Déjà prête à pleurer, elle voulut discuter mais la Princesse les avait rejoints :
— Venez, ma… fille ! engagea-t-elle gentiment en prenant son bras. Vous avez, vous aussi, besoin de paix… et aussi de prier !
— Il est si mal que cela ?
— Un malade, même s’il ne souffre que d’un rhume, a toujours besoin des prières de ceux qui l’aiment. Je vais vous confier à vos femmes, ensuite de quoi je vais prévenir cette excellente Mme Bouthillier1 qui vous a élevée dans son château des Barres et qui vous aime comme sa fille. Je pense qu’elle pourrait passer quelque temps ici ! Venez !
La voix n’était que douceur, mais le ton ferme. Claire-Clémence se laissa conduire sous l’œil mécontent de son beau-père.
— Pourquoi la renvoyez-vous ? Elle a raison, après tout ! Elle est sa femme !
— Selon la loi des hommes et celle de Dieu, certes… mais pas selon la nature !
— Vous entendez par là qu’elle est encore vierge ?
— Oh ! Sans nul doute.
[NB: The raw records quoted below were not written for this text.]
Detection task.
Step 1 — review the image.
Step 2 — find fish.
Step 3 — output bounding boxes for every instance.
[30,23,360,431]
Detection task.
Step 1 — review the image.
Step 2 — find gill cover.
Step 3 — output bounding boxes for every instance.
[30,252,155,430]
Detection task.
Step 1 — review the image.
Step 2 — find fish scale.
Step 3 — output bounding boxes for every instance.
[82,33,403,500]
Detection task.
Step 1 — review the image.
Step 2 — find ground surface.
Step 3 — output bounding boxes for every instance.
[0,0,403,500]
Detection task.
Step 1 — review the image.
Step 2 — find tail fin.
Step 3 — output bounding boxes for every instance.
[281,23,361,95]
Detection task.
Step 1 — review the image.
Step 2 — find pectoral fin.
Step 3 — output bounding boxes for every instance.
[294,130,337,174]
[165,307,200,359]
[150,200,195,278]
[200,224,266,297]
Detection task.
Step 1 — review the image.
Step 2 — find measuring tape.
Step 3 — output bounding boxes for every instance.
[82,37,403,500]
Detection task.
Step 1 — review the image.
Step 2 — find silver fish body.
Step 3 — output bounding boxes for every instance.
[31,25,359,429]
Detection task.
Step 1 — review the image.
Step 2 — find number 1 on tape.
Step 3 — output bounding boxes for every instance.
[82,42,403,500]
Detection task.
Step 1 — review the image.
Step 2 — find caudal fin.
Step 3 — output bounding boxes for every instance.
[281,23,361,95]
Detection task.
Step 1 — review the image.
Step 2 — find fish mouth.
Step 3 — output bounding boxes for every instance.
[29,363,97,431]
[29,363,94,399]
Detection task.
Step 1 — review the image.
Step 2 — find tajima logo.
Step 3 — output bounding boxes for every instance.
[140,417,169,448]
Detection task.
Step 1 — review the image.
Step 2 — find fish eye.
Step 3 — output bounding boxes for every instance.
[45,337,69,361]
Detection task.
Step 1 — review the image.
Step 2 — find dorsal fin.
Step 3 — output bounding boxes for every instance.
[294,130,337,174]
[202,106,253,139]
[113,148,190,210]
Votre Altesse espérait-elle sincèrement une conclusion à cette nuit ? répliqua le médecin.
Condé haussa les épaules en tirant machinalement les poils jaunâtres et clairsemés qui lui tenaient lieu de barbe et toussota :
— Hum ! Je sais que cet âne bâté a clamé à tous vents qu’il ne toucherait pas à sa femme afin de pouvoir se démarier après la mort de M. le Cardinal, mais je pensais qu’une fois au lit…
— Avec une fillette impubère, plutôt laide et encore dépourvue de formes ? Cela aurait tenu du miracle, monseigneur !
— Bien, bien… Mais M. le Cardinal sera fort mécontent ! Laissez-la au moins rester auprès de lui dans la journée…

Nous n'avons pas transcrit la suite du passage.